Wait... People used to smoke in reading rooms? Seriously?
to eliminate flagship libraries is to doom the world to a future devoid of the interdisciplinary scholarship
Hmm. Widener library is still the Borgesian monster it's always been, and great fun to get lost into (now if only they could put explanatory notes for LoC sections on every stack...)
Relevant article from this week's Harvard Gazette.
In ye proverbial Goode Old Dayes, when the system boasted of subscribing to 35,800 journals it meant 35,800 journals on the shelves, a largess so terrific that one dreaded visiting Stanford, whose mere four digit selection meant that after a week you had nothing new to read.
Why would anyone bother to read piles of Field&Stream in a library featuring bound volumes of The Field, Historical Notes of the University of Uttar Pradesh, Country Life, and Comptes Rendus de L'Academie Polonaise ?
Foremost among the non-negotiable demands of the Readers Rights Movement is the conversion of the present librarian's office into a humidor.
my time in college was shared with an anonymous library masterbator. what will he do if the libraries close ?
All it would take would be for a principled nucleus of high-profile scientists in various disciplines to publish in fora such as the Public Library of Science,, and the granite monoliths of academic reporting would start to shift. Yes, they might lose a few impact factor brownie points for a while, but with a little persistence others would follow and there would soon be a seismic shift to open access, and the impact factors would not only bounce back, but bounce into orbit.
And Scrooges such as Elsevier would be history.
A win for libraries' budgets, a win for literature availability, and a huge win for the promotion of scientific exchange.
Please, all professional scientists reading this, encourage your colleagues to publish in open access. With a critical mass it would be the most profound change to the scientific method in the 21st century.
Bernard J. Hyphen-Anonymous XVII, Esq.
PLoS is excellent, but biology-centered. PLoS One has the "peer-review lite" stigma.

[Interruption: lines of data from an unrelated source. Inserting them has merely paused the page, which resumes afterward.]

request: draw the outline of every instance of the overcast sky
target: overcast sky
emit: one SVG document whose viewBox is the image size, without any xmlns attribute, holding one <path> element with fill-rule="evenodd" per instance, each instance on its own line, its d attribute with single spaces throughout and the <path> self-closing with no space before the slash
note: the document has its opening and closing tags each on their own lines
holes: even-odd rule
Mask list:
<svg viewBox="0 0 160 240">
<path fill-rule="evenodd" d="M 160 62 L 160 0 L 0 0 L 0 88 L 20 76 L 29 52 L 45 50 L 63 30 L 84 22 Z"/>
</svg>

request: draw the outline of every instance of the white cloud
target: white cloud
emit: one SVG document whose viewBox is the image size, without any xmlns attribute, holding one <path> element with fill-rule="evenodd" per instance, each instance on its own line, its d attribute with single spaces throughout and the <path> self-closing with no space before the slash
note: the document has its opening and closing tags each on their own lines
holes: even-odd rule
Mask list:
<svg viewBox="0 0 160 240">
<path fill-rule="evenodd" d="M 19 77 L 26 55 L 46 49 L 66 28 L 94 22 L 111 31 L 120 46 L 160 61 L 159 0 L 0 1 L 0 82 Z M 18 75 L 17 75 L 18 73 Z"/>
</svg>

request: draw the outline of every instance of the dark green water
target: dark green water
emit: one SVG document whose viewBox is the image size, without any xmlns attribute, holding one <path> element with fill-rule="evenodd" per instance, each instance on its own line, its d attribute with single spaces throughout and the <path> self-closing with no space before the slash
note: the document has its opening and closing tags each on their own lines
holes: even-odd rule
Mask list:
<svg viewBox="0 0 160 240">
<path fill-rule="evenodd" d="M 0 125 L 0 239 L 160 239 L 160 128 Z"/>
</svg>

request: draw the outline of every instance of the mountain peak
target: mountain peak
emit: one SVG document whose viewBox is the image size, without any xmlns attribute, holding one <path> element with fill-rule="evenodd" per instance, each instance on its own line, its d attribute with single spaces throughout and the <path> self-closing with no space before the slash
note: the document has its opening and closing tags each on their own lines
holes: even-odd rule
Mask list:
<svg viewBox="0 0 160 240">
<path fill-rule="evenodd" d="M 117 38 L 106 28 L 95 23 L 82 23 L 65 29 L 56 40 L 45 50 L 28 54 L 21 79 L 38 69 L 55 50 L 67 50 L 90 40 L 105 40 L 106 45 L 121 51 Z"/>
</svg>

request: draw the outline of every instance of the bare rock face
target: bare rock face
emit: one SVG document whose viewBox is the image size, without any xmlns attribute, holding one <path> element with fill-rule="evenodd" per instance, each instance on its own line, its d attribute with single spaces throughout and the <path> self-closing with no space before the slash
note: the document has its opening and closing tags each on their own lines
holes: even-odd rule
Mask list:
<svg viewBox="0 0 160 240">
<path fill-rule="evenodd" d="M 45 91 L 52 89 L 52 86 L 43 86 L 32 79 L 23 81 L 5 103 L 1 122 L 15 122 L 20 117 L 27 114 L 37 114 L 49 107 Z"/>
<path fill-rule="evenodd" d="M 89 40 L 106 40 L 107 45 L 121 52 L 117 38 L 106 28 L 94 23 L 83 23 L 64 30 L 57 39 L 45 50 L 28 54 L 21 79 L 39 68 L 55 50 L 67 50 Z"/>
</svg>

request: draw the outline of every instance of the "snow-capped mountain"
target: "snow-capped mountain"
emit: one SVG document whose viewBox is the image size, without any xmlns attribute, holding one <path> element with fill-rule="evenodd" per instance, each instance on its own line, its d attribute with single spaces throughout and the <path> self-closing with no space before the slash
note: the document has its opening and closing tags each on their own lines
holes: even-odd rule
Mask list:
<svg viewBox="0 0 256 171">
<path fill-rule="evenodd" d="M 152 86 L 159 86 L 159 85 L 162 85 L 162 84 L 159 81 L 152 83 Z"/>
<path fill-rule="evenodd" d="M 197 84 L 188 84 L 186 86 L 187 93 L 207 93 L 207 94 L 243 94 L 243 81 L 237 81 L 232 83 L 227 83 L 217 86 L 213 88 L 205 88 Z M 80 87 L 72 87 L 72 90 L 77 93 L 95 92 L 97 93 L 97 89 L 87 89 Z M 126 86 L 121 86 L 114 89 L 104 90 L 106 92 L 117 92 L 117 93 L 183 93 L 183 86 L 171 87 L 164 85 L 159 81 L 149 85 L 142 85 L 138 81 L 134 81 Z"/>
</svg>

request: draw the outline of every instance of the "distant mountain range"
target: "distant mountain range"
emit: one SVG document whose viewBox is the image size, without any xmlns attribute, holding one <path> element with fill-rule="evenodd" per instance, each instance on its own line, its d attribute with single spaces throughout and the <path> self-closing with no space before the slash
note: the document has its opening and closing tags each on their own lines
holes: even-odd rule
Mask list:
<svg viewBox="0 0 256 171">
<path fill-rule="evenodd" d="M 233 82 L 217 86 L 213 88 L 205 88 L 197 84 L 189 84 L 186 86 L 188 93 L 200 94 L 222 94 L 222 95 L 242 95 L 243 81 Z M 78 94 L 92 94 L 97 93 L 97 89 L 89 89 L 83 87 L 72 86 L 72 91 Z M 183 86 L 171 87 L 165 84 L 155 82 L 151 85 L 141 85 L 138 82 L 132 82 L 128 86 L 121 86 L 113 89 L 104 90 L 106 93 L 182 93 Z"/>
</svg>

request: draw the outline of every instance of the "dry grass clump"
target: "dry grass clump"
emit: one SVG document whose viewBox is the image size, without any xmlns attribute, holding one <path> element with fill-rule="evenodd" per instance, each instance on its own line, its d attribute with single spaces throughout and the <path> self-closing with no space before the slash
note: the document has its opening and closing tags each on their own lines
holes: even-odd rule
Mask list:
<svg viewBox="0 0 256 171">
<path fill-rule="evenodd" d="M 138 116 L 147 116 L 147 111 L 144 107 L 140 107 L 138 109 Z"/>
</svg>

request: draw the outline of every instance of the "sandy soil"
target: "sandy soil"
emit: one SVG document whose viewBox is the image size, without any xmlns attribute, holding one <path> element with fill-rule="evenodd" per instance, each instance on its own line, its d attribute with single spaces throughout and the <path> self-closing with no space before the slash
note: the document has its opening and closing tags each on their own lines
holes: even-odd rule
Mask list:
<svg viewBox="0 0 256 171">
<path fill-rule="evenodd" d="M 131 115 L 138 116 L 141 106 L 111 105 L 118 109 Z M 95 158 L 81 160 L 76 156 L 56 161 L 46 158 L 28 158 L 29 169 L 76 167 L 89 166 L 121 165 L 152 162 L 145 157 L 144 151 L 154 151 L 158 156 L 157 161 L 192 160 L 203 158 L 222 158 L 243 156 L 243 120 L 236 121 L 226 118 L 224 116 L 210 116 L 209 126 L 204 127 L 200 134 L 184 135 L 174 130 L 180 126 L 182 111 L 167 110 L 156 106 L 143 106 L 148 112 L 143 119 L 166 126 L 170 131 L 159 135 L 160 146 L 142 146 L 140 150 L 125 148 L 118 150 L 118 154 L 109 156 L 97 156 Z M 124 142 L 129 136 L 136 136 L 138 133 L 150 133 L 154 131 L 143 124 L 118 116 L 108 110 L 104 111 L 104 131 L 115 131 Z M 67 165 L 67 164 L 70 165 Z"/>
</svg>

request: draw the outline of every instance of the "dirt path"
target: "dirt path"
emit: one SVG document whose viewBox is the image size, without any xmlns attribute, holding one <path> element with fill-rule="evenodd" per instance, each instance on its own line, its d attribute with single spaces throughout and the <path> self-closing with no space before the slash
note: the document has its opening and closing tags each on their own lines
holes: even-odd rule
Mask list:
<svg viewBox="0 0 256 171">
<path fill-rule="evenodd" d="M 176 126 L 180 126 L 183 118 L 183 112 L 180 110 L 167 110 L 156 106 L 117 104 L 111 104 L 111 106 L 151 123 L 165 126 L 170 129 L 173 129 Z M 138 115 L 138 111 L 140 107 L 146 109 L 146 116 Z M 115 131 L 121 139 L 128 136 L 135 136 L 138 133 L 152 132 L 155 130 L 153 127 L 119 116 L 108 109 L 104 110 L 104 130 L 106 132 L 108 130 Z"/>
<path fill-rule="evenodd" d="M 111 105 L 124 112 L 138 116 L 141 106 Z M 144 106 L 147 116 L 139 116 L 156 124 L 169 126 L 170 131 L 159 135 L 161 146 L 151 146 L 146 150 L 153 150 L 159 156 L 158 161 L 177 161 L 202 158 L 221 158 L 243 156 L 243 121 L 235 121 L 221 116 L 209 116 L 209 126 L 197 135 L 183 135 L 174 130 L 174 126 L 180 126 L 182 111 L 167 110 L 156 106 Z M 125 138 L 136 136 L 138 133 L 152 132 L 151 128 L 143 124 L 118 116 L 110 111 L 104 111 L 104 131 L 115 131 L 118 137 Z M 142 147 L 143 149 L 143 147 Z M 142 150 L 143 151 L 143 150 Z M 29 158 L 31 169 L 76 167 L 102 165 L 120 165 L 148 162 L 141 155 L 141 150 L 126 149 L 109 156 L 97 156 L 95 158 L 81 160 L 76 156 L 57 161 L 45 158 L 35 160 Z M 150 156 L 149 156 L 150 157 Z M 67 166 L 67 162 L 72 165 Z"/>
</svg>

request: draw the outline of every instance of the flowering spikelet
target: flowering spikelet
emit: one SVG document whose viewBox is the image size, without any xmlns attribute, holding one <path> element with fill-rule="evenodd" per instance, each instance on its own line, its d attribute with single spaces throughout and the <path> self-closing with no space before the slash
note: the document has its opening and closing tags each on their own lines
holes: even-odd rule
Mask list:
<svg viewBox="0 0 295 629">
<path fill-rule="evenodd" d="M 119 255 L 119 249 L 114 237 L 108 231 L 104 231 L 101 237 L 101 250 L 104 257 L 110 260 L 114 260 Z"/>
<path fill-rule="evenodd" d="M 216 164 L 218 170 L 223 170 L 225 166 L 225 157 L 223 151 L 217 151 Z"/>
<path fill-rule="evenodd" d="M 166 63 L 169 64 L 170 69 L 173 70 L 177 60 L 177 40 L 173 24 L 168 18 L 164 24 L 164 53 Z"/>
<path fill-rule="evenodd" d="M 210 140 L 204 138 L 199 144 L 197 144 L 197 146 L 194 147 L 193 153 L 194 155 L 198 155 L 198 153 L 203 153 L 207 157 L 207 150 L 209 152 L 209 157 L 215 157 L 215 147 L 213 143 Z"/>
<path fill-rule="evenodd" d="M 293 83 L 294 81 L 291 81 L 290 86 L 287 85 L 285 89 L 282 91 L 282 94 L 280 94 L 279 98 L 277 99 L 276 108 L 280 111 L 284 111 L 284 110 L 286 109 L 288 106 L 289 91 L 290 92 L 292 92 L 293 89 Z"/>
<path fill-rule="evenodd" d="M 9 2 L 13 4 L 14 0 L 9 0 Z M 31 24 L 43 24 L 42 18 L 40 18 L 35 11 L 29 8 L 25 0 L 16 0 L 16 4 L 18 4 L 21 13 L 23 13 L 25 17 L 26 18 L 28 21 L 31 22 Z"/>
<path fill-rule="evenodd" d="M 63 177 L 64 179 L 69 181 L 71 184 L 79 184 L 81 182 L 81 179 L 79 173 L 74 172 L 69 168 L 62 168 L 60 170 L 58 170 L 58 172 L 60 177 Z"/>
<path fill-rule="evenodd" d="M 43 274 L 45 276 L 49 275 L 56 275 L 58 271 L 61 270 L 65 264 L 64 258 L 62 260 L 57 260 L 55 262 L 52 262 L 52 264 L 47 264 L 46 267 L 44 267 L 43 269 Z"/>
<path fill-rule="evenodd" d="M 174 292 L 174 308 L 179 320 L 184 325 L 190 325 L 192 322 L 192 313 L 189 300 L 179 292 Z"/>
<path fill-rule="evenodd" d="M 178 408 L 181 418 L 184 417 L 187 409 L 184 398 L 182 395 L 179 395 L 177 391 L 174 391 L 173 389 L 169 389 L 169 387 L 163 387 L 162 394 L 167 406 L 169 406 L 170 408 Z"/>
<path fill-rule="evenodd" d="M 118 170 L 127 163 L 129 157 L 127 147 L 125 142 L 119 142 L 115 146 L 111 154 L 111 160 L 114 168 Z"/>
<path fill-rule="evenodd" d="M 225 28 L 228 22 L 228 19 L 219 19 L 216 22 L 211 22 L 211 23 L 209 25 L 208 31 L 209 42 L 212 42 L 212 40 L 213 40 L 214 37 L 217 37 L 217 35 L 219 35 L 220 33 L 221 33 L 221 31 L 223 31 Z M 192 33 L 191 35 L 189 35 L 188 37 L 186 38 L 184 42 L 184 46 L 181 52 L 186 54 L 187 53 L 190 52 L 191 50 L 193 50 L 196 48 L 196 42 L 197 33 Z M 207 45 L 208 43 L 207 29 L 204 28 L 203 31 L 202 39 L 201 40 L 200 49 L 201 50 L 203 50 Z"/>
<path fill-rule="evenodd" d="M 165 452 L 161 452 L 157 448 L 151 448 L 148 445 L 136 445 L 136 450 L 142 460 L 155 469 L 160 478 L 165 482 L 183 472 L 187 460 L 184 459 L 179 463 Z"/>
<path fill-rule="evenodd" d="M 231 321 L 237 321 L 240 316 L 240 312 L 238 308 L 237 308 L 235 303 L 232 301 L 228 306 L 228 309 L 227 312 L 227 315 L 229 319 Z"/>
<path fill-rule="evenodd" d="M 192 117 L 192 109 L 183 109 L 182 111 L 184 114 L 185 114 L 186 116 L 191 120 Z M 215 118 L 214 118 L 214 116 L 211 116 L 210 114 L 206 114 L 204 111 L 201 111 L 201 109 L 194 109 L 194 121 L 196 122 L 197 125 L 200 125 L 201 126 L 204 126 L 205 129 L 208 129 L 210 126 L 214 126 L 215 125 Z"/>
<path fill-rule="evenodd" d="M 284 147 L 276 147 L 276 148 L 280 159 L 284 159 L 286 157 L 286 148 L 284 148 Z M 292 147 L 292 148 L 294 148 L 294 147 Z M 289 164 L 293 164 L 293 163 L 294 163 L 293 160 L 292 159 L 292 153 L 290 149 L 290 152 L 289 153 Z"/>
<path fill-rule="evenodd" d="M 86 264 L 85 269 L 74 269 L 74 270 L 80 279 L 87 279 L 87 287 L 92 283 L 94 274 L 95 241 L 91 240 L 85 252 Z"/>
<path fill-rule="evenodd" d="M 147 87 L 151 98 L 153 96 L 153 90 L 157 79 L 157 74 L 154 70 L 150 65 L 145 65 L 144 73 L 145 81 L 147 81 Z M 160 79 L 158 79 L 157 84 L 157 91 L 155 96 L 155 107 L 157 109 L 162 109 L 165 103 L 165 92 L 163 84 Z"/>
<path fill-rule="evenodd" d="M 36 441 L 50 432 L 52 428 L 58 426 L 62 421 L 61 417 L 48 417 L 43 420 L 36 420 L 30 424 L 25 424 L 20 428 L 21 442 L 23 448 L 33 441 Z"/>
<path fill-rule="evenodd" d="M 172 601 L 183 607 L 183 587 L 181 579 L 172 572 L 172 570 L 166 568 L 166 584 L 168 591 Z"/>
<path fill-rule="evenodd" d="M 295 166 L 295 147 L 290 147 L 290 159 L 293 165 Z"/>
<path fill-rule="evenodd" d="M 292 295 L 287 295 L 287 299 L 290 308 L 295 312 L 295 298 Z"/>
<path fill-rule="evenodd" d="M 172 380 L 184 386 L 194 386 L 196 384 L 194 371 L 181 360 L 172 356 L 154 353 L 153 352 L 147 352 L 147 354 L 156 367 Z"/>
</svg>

The closest thing to an open, high-impact, generalist journal is PNAS (articles open-access after 6 months), but whatever they'd like you to think, they're nowhere near the big 2 in terms of impact or influence.
I wonder how long it will take for someone to launch a truly open-access generalist journal with the clear intent of taking on the big guys.
PLoS is also quite a bit more expensive than publishing in other journals. The faculty advisory council (well, all except for one on that list and I won't tell who) is asking us to spend our precious grant money on publishing in open source journals, when in fact there are other ways for them to save money. Also, too, where's all the indirect costs going to anyway?